# basement Floor Drains



## 1victorianfarmhouse (Jul 11, 2011)

I have a few old uncapped floor drains in my basement like the one pictured.  They seem to work fine, but I would like to "finish" them off so I can add PVC piping, caps, etc. rather than having open holes in the floor.

Is there something like a JB Weld type of adhesive  I could use to seal any type of piping I add to bring this up to floor level?  I'd like to find iron, ceramic or plastic piping.

Comments welcome, as always!

Thanks,

vince


----------



## Redwood (Jul 11, 2011)

Pipe is full of dirt...

Or is there even a pipe under there?

Something like this would be what you want, but you're going to break some cement...

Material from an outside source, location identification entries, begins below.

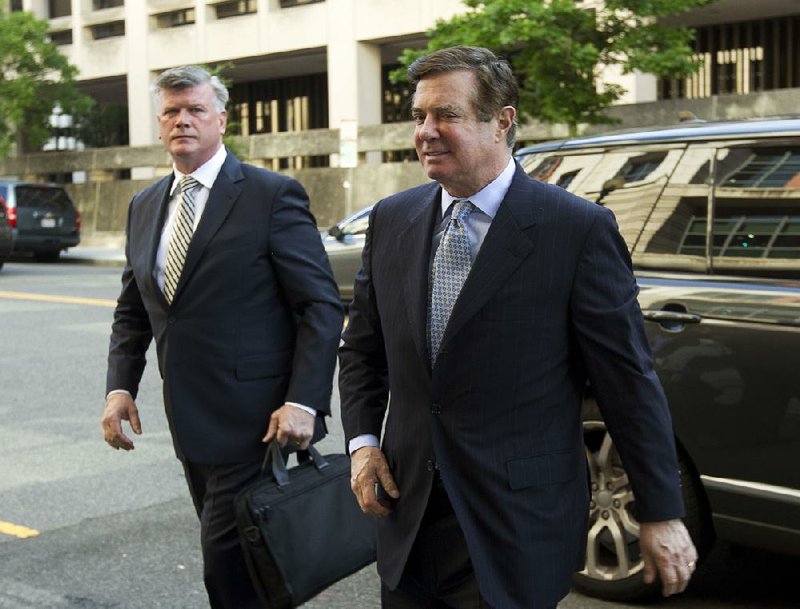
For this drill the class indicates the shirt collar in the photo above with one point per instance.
(487, 199)
(206, 174)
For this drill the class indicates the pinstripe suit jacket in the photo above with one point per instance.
(549, 303)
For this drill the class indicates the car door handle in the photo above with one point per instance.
(670, 319)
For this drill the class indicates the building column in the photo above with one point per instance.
(354, 72)
(142, 129)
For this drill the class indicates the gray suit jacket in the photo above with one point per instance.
(549, 303)
(255, 320)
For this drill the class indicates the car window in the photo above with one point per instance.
(674, 235)
(40, 197)
(755, 219)
(630, 182)
(757, 207)
(565, 170)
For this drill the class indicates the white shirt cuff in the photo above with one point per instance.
(113, 391)
(308, 409)
(362, 441)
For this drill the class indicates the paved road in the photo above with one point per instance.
(117, 529)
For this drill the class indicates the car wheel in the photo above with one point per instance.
(614, 568)
(48, 256)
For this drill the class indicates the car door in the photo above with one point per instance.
(724, 325)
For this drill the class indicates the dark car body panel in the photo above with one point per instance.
(47, 221)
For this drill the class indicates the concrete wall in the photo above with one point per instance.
(336, 192)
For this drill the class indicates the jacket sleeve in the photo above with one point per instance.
(307, 284)
(130, 331)
(363, 368)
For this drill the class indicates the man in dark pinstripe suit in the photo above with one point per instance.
(481, 460)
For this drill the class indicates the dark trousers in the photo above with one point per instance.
(213, 488)
(439, 572)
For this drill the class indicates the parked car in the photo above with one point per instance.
(343, 243)
(711, 214)
(6, 234)
(43, 218)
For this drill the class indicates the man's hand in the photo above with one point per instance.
(668, 550)
(368, 469)
(120, 407)
(290, 424)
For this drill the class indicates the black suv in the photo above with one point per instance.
(43, 218)
(711, 215)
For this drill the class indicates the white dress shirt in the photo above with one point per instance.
(487, 201)
(206, 175)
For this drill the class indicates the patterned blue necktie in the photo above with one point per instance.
(450, 268)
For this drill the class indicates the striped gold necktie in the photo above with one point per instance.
(182, 231)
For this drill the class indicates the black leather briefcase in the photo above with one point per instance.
(301, 528)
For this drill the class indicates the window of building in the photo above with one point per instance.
(741, 57)
(99, 5)
(288, 3)
(177, 18)
(108, 30)
(296, 103)
(62, 37)
(235, 8)
(59, 8)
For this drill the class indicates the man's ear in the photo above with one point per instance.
(505, 120)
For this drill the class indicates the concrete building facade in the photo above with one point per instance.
(307, 64)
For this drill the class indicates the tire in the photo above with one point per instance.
(614, 569)
(47, 255)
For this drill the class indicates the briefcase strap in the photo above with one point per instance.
(276, 462)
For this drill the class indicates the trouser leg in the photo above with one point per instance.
(225, 574)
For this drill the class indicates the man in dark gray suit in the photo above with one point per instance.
(485, 302)
(226, 270)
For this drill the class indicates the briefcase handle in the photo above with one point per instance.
(275, 460)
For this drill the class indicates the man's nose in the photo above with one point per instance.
(428, 129)
(183, 116)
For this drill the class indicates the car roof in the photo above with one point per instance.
(694, 130)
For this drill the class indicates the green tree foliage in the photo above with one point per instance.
(34, 75)
(557, 49)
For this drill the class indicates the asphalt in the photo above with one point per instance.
(99, 255)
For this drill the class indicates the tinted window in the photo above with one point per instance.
(54, 199)
(766, 168)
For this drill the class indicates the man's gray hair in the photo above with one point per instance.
(186, 77)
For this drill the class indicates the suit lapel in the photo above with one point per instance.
(415, 244)
(508, 242)
(220, 202)
(155, 207)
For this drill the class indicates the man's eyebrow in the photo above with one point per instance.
(440, 109)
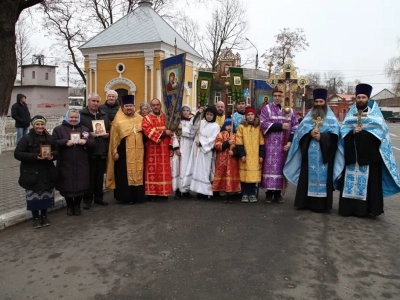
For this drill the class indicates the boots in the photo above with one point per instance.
(268, 197)
(70, 206)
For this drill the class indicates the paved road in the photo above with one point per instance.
(186, 249)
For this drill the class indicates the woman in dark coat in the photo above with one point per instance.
(37, 171)
(73, 140)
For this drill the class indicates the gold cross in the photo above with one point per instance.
(318, 122)
(359, 115)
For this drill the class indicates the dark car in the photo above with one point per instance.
(393, 119)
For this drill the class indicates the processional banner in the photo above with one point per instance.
(204, 82)
(236, 76)
(262, 93)
(173, 79)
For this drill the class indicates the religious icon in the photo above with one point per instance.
(45, 151)
(237, 80)
(98, 127)
(172, 82)
(225, 70)
(75, 137)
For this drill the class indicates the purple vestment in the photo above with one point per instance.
(272, 174)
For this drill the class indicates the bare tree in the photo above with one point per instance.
(315, 80)
(188, 29)
(334, 81)
(64, 21)
(227, 29)
(10, 11)
(23, 46)
(288, 44)
(392, 70)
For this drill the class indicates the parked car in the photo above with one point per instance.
(393, 119)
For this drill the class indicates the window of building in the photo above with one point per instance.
(217, 96)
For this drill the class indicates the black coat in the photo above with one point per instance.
(20, 113)
(73, 162)
(110, 110)
(36, 175)
(101, 148)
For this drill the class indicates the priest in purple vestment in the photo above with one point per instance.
(275, 125)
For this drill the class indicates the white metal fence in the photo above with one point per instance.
(7, 140)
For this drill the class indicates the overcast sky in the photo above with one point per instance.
(356, 37)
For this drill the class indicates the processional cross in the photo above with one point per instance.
(318, 122)
(359, 115)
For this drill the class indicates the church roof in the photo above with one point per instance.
(141, 26)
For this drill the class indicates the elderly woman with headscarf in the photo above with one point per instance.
(144, 109)
(37, 150)
(111, 106)
(73, 140)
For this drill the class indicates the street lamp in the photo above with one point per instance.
(256, 54)
(227, 84)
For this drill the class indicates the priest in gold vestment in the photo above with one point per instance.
(125, 154)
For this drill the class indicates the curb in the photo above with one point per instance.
(21, 215)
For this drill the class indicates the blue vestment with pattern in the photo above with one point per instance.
(317, 173)
(356, 177)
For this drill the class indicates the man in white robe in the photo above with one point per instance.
(199, 172)
(182, 144)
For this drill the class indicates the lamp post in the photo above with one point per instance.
(227, 84)
(256, 54)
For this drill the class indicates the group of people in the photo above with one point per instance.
(211, 154)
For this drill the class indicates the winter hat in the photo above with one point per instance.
(249, 110)
(38, 118)
(20, 96)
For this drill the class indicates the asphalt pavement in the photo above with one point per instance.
(188, 249)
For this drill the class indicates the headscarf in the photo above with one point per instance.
(67, 115)
(213, 110)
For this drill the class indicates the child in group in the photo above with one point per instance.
(250, 150)
(226, 178)
(199, 173)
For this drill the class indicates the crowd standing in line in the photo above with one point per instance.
(208, 154)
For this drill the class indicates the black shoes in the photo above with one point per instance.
(45, 221)
(77, 210)
(70, 211)
(37, 223)
(101, 202)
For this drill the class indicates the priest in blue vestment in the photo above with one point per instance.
(371, 171)
(310, 161)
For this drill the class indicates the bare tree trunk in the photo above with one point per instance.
(8, 60)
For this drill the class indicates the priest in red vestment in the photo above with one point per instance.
(158, 148)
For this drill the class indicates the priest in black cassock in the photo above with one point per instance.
(371, 172)
(125, 156)
(310, 161)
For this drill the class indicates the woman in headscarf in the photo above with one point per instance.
(144, 109)
(200, 171)
(73, 140)
(37, 150)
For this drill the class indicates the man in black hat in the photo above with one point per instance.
(20, 113)
(310, 161)
(370, 170)
(125, 168)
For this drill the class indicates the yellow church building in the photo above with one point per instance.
(126, 57)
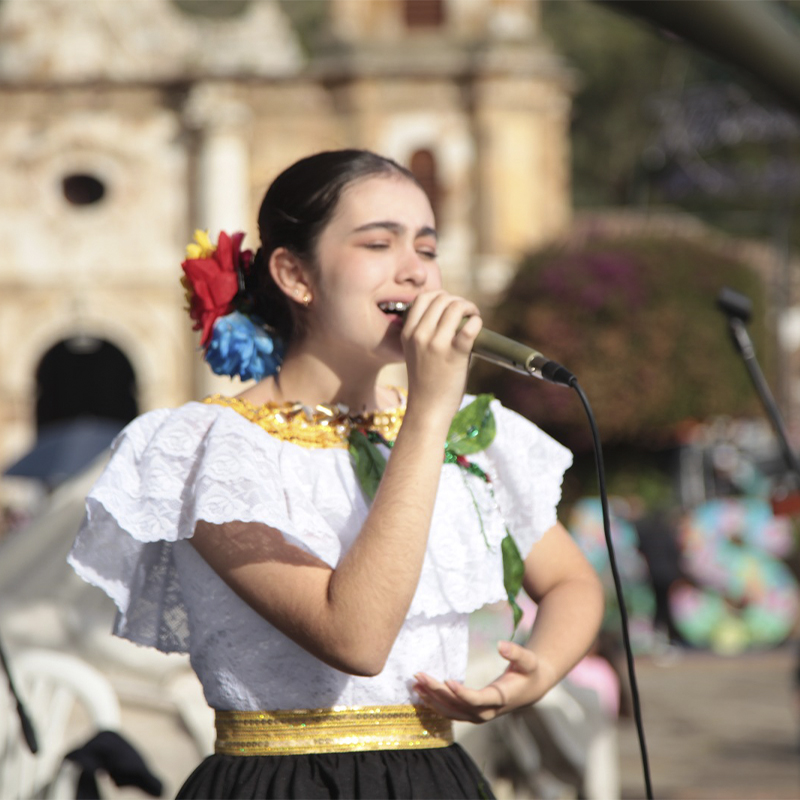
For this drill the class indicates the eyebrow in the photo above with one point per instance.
(394, 227)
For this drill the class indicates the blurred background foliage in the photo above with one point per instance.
(657, 127)
(634, 318)
(656, 123)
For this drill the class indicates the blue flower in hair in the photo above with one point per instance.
(241, 347)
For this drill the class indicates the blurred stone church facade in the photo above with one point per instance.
(126, 125)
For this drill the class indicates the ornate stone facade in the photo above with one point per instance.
(127, 125)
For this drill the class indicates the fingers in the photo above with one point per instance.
(438, 320)
(455, 701)
(520, 659)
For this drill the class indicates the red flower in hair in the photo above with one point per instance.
(211, 278)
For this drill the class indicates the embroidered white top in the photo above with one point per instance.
(210, 461)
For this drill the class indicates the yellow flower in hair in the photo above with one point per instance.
(201, 247)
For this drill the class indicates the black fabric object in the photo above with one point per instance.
(110, 752)
(444, 773)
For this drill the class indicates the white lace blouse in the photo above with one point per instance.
(206, 461)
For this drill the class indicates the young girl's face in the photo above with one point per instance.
(378, 248)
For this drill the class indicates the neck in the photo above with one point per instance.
(309, 379)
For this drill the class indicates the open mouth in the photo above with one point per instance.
(394, 307)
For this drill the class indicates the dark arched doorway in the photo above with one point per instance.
(85, 377)
(424, 168)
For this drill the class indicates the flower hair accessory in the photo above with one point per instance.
(234, 340)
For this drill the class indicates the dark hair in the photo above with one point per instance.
(296, 208)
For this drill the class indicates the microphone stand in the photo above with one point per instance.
(27, 727)
(744, 345)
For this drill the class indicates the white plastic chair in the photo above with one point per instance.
(67, 701)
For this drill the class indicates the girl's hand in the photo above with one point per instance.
(437, 344)
(525, 680)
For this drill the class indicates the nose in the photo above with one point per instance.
(412, 269)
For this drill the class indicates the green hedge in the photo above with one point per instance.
(636, 321)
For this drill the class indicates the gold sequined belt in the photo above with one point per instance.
(342, 729)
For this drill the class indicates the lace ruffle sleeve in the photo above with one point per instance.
(528, 466)
(168, 470)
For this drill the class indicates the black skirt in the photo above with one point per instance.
(438, 772)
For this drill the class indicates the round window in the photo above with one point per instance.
(83, 190)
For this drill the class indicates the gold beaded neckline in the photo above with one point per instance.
(320, 426)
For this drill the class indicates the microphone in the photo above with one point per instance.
(507, 353)
(518, 357)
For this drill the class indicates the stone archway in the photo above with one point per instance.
(85, 376)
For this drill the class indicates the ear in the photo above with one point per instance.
(289, 274)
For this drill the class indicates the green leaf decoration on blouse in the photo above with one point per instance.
(473, 429)
(513, 571)
(368, 461)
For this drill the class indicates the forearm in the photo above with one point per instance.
(372, 587)
(567, 622)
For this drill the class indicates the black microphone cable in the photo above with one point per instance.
(601, 479)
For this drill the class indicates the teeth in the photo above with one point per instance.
(394, 307)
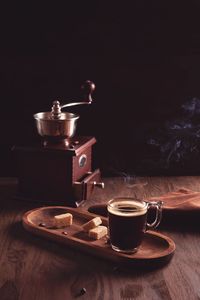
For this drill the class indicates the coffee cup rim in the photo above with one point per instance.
(109, 204)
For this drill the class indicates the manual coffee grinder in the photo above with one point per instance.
(59, 171)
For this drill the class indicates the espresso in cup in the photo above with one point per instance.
(128, 223)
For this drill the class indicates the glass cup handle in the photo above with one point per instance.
(158, 206)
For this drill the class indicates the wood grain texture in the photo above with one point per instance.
(33, 268)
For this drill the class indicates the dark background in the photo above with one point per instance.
(145, 61)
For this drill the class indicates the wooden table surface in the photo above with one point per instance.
(34, 268)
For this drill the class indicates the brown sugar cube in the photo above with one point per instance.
(63, 220)
(98, 232)
(92, 224)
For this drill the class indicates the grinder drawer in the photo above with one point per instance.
(83, 188)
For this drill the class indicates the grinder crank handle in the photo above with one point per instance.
(88, 88)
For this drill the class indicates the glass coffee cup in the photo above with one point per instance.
(127, 219)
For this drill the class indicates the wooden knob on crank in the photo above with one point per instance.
(88, 88)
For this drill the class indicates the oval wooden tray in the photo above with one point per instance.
(155, 247)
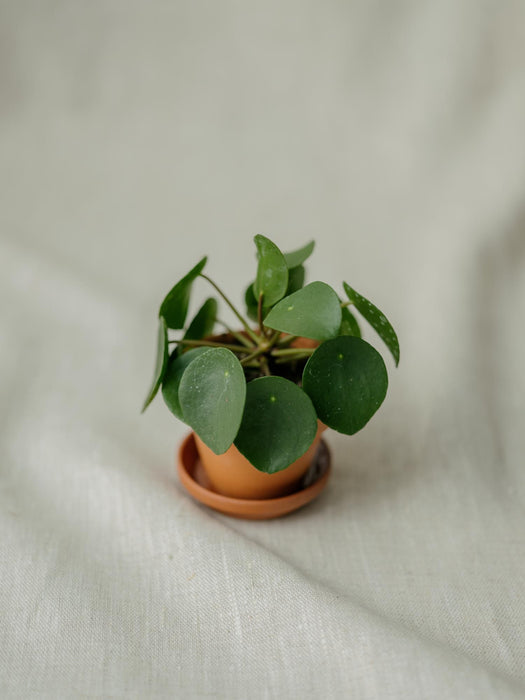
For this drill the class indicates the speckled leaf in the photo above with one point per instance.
(376, 319)
(313, 312)
(174, 308)
(211, 394)
(278, 425)
(203, 322)
(349, 324)
(177, 365)
(272, 272)
(295, 282)
(160, 363)
(346, 379)
(298, 257)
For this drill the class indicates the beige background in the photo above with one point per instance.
(135, 137)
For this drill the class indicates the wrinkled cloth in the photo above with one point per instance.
(137, 137)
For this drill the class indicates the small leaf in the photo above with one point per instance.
(376, 319)
(313, 312)
(177, 365)
(278, 425)
(349, 325)
(298, 257)
(272, 272)
(160, 364)
(174, 308)
(203, 322)
(211, 394)
(346, 379)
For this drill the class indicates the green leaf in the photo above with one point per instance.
(160, 363)
(347, 381)
(295, 282)
(278, 425)
(349, 325)
(272, 272)
(376, 319)
(211, 394)
(313, 312)
(251, 303)
(174, 308)
(203, 322)
(298, 257)
(177, 365)
(295, 279)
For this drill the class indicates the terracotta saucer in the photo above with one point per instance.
(194, 480)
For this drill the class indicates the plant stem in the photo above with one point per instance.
(252, 356)
(238, 336)
(211, 344)
(286, 341)
(290, 352)
(264, 366)
(259, 315)
(244, 322)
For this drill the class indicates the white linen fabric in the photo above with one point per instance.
(136, 137)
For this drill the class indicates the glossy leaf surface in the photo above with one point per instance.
(349, 324)
(313, 312)
(376, 319)
(298, 257)
(204, 321)
(176, 367)
(272, 272)
(295, 282)
(211, 394)
(347, 381)
(295, 279)
(174, 308)
(278, 425)
(160, 363)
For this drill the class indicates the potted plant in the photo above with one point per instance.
(258, 397)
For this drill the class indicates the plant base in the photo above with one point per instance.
(195, 481)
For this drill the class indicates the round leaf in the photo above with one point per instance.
(176, 367)
(278, 425)
(313, 312)
(376, 319)
(160, 363)
(211, 394)
(204, 321)
(298, 257)
(347, 381)
(174, 308)
(272, 272)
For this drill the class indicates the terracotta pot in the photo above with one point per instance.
(231, 474)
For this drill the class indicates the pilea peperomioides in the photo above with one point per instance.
(259, 387)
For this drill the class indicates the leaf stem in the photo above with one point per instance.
(286, 341)
(259, 315)
(252, 356)
(289, 352)
(211, 344)
(244, 322)
(238, 336)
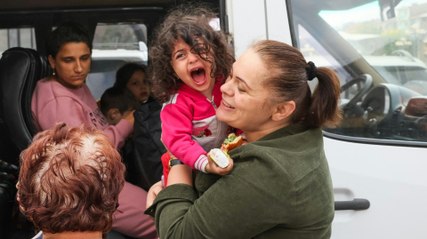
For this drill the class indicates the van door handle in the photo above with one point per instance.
(355, 204)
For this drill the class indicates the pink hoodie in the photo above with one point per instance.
(190, 127)
(52, 103)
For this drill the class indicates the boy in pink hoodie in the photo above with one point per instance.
(64, 97)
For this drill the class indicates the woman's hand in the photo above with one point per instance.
(213, 168)
(152, 193)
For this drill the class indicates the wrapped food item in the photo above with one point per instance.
(232, 141)
(220, 156)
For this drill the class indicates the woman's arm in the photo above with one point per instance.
(233, 207)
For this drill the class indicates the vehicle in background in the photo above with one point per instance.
(378, 48)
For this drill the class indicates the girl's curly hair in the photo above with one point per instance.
(191, 24)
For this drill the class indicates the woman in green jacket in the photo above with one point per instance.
(280, 186)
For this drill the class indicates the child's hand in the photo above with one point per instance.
(128, 115)
(213, 168)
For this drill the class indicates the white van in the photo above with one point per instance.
(378, 155)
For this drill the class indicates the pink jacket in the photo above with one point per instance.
(189, 125)
(52, 103)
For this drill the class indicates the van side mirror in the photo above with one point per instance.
(417, 106)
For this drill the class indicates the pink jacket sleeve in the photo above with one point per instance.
(73, 113)
(177, 134)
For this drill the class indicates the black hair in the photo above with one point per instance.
(125, 72)
(114, 97)
(65, 33)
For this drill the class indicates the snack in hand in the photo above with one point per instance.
(232, 141)
(221, 158)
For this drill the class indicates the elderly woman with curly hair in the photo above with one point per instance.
(69, 183)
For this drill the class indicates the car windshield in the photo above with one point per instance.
(379, 50)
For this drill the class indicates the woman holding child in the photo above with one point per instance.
(280, 186)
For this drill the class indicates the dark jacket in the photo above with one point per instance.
(143, 150)
(280, 187)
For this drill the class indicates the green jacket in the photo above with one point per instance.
(280, 187)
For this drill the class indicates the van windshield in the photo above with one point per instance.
(380, 49)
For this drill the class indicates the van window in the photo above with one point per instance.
(115, 44)
(382, 65)
(13, 37)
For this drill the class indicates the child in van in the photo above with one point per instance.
(114, 104)
(189, 62)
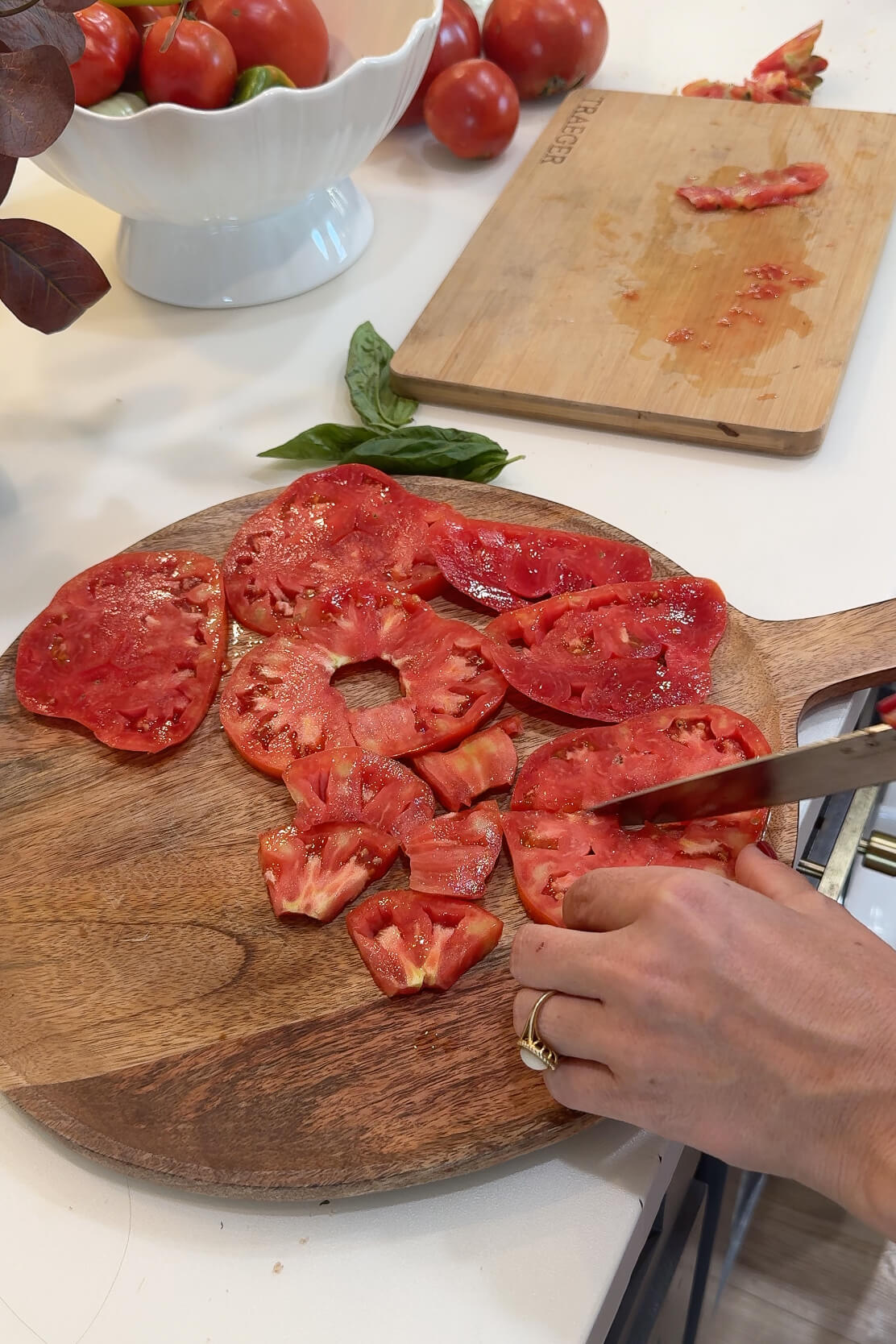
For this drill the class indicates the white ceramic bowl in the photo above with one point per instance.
(254, 203)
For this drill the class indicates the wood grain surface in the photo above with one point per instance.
(156, 1015)
(562, 301)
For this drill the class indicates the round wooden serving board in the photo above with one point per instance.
(157, 1016)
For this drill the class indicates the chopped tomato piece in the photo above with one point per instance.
(317, 873)
(550, 850)
(589, 766)
(481, 762)
(326, 527)
(131, 648)
(354, 785)
(410, 941)
(617, 651)
(503, 565)
(278, 703)
(753, 191)
(789, 74)
(453, 855)
(795, 56)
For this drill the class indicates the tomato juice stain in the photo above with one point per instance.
(736, 275)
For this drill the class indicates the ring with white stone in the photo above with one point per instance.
(533, 1052)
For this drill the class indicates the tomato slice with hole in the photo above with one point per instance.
(504, 565)
(326, 527)
(131, 648)
(410, 941)
(278, 704)
(753, 191)
(317, 873)
(453, 855)
(589, 766)
(550, 850)
(481, 762)
(617, 651)
(354, 785)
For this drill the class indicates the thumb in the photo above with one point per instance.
(774, 879)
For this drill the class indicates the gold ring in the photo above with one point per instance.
(533, 1052)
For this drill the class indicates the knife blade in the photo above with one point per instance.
(837, 765)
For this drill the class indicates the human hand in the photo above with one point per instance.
(751, 1019)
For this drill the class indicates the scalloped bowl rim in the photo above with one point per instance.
(317, 92)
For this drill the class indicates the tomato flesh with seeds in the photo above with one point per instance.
(131, 648)
(317, 873)
(453, 855)
(483, 761)
(589, 766)
(411, 941)
(330, 527)
(553, 842)
(753, 191)
(617, 651)
(550, 850)
(504, 565)
(355, 785)
(278, 704)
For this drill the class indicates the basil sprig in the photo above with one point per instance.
(386, 440)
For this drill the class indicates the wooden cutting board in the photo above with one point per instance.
(157, 1016)
(562, 303)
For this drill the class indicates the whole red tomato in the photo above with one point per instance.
(473, 108)
(110, 48)
(545, 46)
(288, 34)
(144, 15)
(458, 39)
(197, 70)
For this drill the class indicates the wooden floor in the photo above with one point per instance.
(807, 1273)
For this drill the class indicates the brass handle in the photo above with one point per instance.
(879, 852)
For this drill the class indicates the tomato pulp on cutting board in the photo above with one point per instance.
(330, 527)
(131, 648)
(553, 842)
(614, 652)
(278, 703)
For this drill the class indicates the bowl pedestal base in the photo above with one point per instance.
(233, 263)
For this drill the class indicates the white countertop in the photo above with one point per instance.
(141, 414)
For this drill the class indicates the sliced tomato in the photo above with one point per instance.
(278, 704)
(481, 762)
(614, 652)
(131, 648)
(453, 855)
(550, 850)
(326, 527)
(593, 765)
(410, 941)
(503, 565)
(887, 710)
(753, 191)
(354, 785)
(317, 873)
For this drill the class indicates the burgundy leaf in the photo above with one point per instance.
(40, 27)
(7, 172)
(36, 100)
(48, 280)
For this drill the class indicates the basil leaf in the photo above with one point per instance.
(433, 452)
(368, 386)
(324, 444)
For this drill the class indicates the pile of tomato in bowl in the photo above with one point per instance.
(207, 54)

http://siouxchief.com/Resource_/ProductMedia/147/Finish Line brochure 05-08.pdf


----------



## 1victorianfarmhouse (Jul 12, 2011)

Yes, I cleaned out the dirt.  What you show is pretty much what I want, but really don't need to break up any concrete or rough it in, just set it into place and pour concrete, epoxy, etc into place around the edges of new and old pipe ends.

Thanks,

vince


----------



## Redwood (Jul 12, 2011)

Sure would be nice if it was that easy....

But you do want the strainer to be removable so people in the future can clean out the dirt and clear blockages...

you also want this to seal correctly to the pipe to keep things like concrete, epoxy, etc from going past it into the drain and sealing the drain shut...


----------